Я уже говорил: не может просто так в полете отломиться крыло. Оно, как и вся конструкция самолета, рассчитано на многократные нагрузки, превышающие действительно указанный ресурс.
И двигатели рассчитаны на многотысячный ресурс в часах. На современных двигателях практически нечему изнашиваться: трущихся деталей – одни подшипники. Поэтому они тоже очень надежны.
Двигатели взаимозаменяемы, поэтому, когда выработается межремонтный ресурс одного из них, его заменяют любым другим.
Агрегаты тоже взаимозаменяемы.
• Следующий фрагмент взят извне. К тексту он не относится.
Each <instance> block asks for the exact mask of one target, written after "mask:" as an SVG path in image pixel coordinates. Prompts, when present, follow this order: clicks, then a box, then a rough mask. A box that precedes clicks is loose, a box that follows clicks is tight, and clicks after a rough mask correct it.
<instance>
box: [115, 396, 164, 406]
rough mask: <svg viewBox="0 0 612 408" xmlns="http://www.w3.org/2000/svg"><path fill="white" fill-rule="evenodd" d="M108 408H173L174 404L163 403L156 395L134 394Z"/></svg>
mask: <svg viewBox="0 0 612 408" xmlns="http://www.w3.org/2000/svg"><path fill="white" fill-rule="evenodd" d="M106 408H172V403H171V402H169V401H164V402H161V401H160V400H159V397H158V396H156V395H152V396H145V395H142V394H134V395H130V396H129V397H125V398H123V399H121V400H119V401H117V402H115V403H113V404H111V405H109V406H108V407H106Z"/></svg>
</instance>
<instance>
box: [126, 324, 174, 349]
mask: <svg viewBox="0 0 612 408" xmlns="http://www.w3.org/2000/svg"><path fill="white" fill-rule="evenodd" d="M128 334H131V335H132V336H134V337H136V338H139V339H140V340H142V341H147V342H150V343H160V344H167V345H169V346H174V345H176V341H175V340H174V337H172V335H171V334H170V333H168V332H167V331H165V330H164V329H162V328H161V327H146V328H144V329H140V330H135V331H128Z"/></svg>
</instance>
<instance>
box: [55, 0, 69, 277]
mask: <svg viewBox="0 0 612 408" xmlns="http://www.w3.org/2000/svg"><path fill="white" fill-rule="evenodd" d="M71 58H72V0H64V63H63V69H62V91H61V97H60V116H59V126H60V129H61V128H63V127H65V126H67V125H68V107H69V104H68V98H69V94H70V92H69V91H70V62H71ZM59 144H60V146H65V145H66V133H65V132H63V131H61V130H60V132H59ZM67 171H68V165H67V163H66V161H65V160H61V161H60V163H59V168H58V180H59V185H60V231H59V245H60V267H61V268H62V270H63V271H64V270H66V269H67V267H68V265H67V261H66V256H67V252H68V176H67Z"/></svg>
На самолете вообще все сделано так, чтобы он как можно меньше простаивал на земле и как можно быстрее отправлялся в полет.
Говорят, контрафактные агрегаты. Вот, добывают, мол, на стороне что попало и ставят на самолет.
Надо не забывать, что добывают и ставят агрегаты конкретные живые люди. И контролируют их такие же люди. Каждый ставит свою подпись. Для прокурора, не дай Бог что.
Каждый агрегат, прибор, чуть не каждый болт – имеет свой паспорт, формуляр и прочие сопровождающие его до могилы документы. Вы не представляете себе, сколько этих бумаг. И сколько людей следит, чтобы сроки не нарушались, чтобы все менялось вовремя.
И сколько из этих людей желает, чтобы самолет упал, а его, за подпись – в тюрьму?